Рука Рэбби потянулась к кинжалу.

Уильям смотрел на веревки, которыми были связаны его запястья, и пытался справиться с дыханием. При виде веревок его желудок всегда сжимался, сердце начинало бешено колотиться. Связанные руки, то, как он сидел посередине комнаты, словно зверь в зверинце, на которого пришли поглядеть зеваки, ощущение полного одиночества и черной, выжженной пустоты в душе – все это казалось таким знакомым! Когда-то давно он вот так же сидел, связанный, отупевший от потери самого близкого человека. Но тогда он был подростком тринадцати лет, не способным полностью осознать, что с ним произошло. Потеря Тамсин, ее доверия и любви оказала на Уильяма такое же разрушительное действие, как смерть отца, как разлука с матерью. На какой-то момент он застыл, не зная, что делать дальше, как выдержать это испытание, и просто тупо смотрел на осколки глины и на лужицы вина, растекшиеся по полу.

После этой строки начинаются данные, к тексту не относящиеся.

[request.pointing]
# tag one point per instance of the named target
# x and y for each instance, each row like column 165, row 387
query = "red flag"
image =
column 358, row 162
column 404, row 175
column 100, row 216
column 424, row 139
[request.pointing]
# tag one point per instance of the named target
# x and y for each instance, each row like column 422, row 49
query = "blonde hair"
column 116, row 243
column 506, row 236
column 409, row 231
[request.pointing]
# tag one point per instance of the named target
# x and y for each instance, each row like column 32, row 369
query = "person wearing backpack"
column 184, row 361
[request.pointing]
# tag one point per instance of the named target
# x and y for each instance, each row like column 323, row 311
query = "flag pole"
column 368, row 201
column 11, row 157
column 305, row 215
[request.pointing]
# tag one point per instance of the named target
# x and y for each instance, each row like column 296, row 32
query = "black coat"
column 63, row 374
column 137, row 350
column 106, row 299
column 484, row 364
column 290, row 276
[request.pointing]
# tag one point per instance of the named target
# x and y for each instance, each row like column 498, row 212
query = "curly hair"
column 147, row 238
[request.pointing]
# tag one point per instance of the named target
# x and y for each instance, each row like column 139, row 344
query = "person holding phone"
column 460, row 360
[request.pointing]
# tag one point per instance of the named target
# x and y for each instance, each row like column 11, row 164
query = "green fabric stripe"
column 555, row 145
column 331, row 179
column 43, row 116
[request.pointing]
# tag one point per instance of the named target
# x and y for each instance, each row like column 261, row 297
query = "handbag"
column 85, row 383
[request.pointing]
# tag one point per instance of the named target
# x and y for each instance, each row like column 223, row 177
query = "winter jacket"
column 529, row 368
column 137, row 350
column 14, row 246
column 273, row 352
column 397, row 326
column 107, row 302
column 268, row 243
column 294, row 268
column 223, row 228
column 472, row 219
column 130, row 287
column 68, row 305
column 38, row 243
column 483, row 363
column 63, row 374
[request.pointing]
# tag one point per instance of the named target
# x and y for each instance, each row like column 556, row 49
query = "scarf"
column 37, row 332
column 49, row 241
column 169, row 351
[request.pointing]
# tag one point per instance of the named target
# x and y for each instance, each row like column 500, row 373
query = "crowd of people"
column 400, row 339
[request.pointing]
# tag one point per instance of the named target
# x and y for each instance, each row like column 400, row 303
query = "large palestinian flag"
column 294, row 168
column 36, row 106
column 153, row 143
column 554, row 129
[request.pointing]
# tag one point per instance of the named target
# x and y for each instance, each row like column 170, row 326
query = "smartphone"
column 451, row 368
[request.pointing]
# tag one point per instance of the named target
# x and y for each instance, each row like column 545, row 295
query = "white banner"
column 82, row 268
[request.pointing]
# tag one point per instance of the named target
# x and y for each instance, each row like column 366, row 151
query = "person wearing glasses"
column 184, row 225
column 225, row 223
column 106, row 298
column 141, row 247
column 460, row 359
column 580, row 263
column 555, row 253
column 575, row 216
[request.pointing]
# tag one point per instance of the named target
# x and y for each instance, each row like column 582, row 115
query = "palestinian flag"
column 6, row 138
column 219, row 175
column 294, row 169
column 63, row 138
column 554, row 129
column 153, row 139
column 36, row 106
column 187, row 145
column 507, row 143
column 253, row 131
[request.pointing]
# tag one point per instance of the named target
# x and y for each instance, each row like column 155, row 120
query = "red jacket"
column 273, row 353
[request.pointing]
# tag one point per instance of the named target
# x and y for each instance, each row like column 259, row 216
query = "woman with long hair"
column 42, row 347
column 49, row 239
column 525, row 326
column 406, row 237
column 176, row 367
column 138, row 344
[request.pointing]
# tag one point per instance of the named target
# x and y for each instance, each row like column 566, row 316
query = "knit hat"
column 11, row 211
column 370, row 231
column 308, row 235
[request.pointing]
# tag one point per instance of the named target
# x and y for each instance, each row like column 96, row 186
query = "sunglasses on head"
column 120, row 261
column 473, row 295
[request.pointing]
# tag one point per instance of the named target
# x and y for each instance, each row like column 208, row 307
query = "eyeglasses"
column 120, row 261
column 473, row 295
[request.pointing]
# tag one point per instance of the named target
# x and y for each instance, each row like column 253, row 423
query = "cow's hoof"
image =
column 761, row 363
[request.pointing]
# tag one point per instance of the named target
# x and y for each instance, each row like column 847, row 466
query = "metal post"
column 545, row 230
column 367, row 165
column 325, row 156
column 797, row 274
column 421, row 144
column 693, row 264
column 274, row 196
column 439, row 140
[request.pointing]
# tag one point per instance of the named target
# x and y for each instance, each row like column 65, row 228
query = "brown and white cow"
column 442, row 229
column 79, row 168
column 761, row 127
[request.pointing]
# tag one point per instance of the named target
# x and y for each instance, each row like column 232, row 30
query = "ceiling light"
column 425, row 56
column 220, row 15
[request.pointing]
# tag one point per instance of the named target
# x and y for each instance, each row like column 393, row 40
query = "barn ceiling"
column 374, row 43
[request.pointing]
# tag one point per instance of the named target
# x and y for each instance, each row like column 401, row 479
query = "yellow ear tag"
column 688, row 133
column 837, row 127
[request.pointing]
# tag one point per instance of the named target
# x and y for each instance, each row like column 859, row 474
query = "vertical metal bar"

Уильям сделал глубокий вдох, потом медленно выдохнул. Ровно, без всяких мыслей и эмоций. Ему нужно было немного времени, чтобы прийти в себя. Он больше не был тем подростком с израненной душой. Он выжил. Он вырос и стал сильнее. Он окреп, несмотря на потери и в то же время благодаря им. Он сможет пережить это снова.

Когда Уильям вошел в холл и услышал, как старик поет балладу, он видел только Тамсин. Она была красива и до боли необходима ему. Он видел страдание в ее глазах и чувствовал ее гнев, направленный на него.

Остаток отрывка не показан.